There was no sense that any of them were going to mess up (Enda included). What we were looking out for was who would target who, and how.
Micheal Martin adopted a questionable boot-boy approach to all involved, including Miriam O'Callaghan. He repeatedly squabbled with the other two leaders, while Enda and Eamon were clearly thinking ahead to possible coalition talks and being nice and respectful in their exchanges. At the start, Micheal pushed himself as the "unspun" hero. Enda oozed empathy and brandished his five-point plan early and often. Eamon said the choice made on Friday would decide our future for the next 20 years.
Enda displayed more nerves than in previous debates -- taking lots of short breaths through his nose -- but settled down.
Some of the sniping between him and Micheal Martin, particularly on tax, showed how the Corkman was clearly chasing those FF voters lost to FG, and Enda was doing his best to hang on to them.
But in the squabble between Martin and Gilmore on the bank guarantee, Kenny managed to look statesman-like.
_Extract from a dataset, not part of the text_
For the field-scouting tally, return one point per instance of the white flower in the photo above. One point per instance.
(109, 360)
It was Eamon Gilmore's best debate outing: sensible and confident, he explained Labour's policies well.
MARKS OUT OF 25
Enda Kenny 15
Eamon Gilmore 17
Michael Martin 13
PERFECTING the rehearsed lines practised in two previous debates, the three leaders reverted to their own preferred styles for mounting a defence and offensive.
The forceful agitator Micheal Martin, the passive aggressive Enda Kenny and the assertive sweeper Eamon Gilmore each commanded authority by using different levels of quiet aggression.
Completing a hat-trick of middleman positions, where he sat relaxed between the two other leaders, Mr Kenny remained calm, reasonable and assured.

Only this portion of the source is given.